The most magnificent of this Omani experience is that we proved that developing the living environment nourishes generosity and good manners. Every time we needed assistance, we were kindly guided independently if it was a girl or a boy (Gabi and I), what also proves how mistaken is to accept prejudices from non-islamics who generalize an entire religion. It’s not a religious speech, just evidence that the common sense followed by many is purely due to the intentional ignorance of not wanting to learn appropriately before judging and opining.
We felt it especially when our friend Vickie Reynecke offered us a ride when she saw two lost people in the middle of the road. Her gentle attitude just saved around five hours of our day :). Even not being a local citizen, she has been living there for ten years and clearly transmits the energy from there. Besides introducing us to the city and teaching us so much during a dinner we had together with her sisters, she left a gigantically positive energy with us to believe the generosity generates spontaneous joy and hope. Gratitude Vickie!

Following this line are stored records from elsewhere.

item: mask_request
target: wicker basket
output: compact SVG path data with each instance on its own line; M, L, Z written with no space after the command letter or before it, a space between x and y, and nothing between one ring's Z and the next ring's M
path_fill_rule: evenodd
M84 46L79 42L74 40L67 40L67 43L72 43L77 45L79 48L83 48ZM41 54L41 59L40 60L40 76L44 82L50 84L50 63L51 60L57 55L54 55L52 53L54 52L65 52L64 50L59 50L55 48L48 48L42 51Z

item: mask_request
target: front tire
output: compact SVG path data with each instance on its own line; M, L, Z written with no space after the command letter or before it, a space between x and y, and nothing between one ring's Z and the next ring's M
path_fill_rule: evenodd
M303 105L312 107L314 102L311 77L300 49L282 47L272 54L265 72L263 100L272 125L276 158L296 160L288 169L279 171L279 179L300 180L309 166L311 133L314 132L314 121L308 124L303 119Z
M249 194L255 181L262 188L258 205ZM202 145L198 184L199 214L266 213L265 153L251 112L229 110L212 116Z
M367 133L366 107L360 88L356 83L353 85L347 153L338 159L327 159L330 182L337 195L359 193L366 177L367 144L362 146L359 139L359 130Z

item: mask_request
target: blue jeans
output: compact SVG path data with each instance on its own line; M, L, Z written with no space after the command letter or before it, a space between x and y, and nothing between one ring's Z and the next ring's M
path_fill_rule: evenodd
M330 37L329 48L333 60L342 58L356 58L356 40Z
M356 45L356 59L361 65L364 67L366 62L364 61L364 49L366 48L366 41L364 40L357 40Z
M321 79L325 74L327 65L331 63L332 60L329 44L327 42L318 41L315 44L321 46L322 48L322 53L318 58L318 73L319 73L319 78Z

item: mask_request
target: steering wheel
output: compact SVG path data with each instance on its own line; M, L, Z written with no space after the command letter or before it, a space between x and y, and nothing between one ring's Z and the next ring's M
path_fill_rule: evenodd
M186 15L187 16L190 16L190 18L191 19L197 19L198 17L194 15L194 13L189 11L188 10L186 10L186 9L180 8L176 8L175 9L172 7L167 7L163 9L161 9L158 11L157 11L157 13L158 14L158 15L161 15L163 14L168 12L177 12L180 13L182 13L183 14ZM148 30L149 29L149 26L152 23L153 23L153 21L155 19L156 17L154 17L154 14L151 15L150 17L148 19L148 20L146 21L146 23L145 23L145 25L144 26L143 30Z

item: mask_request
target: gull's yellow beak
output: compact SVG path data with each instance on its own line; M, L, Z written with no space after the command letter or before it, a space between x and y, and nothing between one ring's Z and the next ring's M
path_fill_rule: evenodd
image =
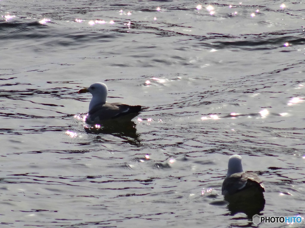
M78 91L78 93L87 93L89 91L88 91L87 88L82 89L80 89L79 91Z

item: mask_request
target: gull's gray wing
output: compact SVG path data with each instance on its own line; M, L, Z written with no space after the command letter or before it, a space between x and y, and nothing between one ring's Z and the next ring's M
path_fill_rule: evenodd
M132 106L119 103L102 103L89 111L86 121L95 124L107 120L131 120L141 111L141 105Z
M224 179L222 183L221 194L231 195L250 188L261 192L265 191L263 181L256 174L250 172L237 173Z

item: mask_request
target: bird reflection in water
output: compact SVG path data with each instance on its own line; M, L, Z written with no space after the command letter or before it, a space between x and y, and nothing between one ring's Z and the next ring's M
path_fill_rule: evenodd
M237 154L229 160L221 191L224 200L228 202L228 209L232 215L242 212L252 219L265 207L265 187L262 181L256 174L244 171L242 158Z
M124 142L137 145L141 142L137 133L136 125L132 121L119 123L109 121L101 124L84 126L86 132L91 134L107 134L119 137Z

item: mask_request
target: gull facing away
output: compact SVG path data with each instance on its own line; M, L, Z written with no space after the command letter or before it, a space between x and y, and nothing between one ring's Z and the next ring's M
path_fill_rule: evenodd
M226 196L242 192L252 194L252 192L262 193L264 191L263 181L256 174L244 171L242 157L237 154L230 157L228 173L222 183L221 194Z
M131 106L120 103L109 103L106 101L108 89L102 82L93 83L78 93L88 92L92 95L86 122L91 124L99 124L109 120L118 122L130 121L140 112L147 109L140 105Z

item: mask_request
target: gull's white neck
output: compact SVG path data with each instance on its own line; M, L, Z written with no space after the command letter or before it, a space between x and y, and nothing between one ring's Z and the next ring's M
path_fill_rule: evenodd
M242 168L241 157L237 155L230 157L228 164L228 171L226 178L228 177L234 173L244 172Z
M89 104L89 111L90 111L93 107L98 105L105 103L106 103L106 98L103 98L100 97L93 96L90 102L90 103Z

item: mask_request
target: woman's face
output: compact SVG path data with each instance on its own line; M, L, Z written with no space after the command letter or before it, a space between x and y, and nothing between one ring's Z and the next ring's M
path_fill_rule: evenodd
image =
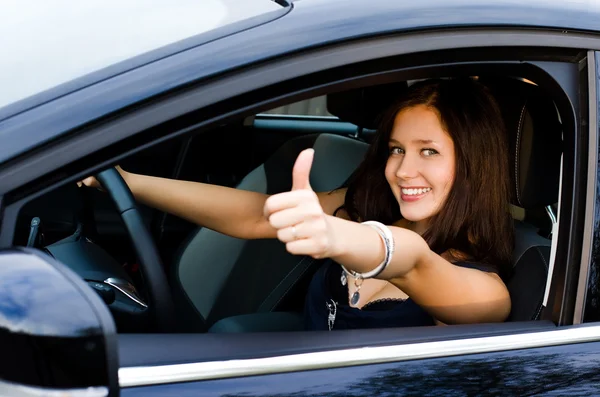
M402 110L394 119L385 177L402 217L424 231L448 197L454 181L454 143L437 113L424 105Z

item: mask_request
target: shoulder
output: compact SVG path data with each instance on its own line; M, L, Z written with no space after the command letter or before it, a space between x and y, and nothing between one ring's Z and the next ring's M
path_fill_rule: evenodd
M469 268L469 269L481 270L482 272L486 272L486 273L494 273L494 274L499 274L500 273L500 271L498 270L497 266L493 266L493 265L490 265L490 264L487 264L487 263L458 261L458 262L453 262L453 264L455 266L466 267L466 268Z

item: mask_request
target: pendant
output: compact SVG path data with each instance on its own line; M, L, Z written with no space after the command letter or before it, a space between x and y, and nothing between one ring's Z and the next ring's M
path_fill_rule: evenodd
M350 304L352 306L356 306L358 301L360 300L360 292L356 291L352 294L352 298L350 299Z

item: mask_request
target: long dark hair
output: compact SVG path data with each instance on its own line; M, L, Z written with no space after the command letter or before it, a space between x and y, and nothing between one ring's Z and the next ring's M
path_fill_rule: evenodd
M514 244L507 137L496 101L470 78L416 83L384 113L364 161L348 181L343 208L355 221L389 225L402 218L384 171L394 119L417 105L438 114L456 158L446 203L431 218L423 238L451 261L485 263L506 277Z

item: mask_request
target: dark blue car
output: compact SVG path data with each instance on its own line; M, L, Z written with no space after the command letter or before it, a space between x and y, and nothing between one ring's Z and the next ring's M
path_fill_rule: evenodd
M0 4L0 395L600 394L597 2L28 3ZM399 92L457 76L511 144L503 323L303 331L320 261L113 168L272 194L314 147L335 189Z

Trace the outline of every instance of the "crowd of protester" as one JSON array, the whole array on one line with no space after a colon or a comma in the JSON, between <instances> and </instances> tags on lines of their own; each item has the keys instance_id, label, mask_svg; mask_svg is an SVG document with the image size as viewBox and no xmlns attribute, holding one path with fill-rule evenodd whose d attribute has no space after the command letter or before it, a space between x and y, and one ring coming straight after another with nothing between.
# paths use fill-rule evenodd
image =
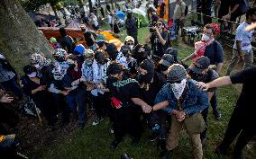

In the end, our quest for inspirations was done through experiences in which we could live a new and different reality among many new friends.
Beyond a lot of thinking I’ve also taken a doubt in my pocket when I left: What is going to be of Oman and its four million habitants when the petroleum is over? Well, let’s not suffer in advance, isn’t it?
The thought that stays is how to find a fair social development, as we apparently saw there, while we can evolve our mind perfectly enough to understand that the addictions of the “power to have” are an artificial reality that create dependence.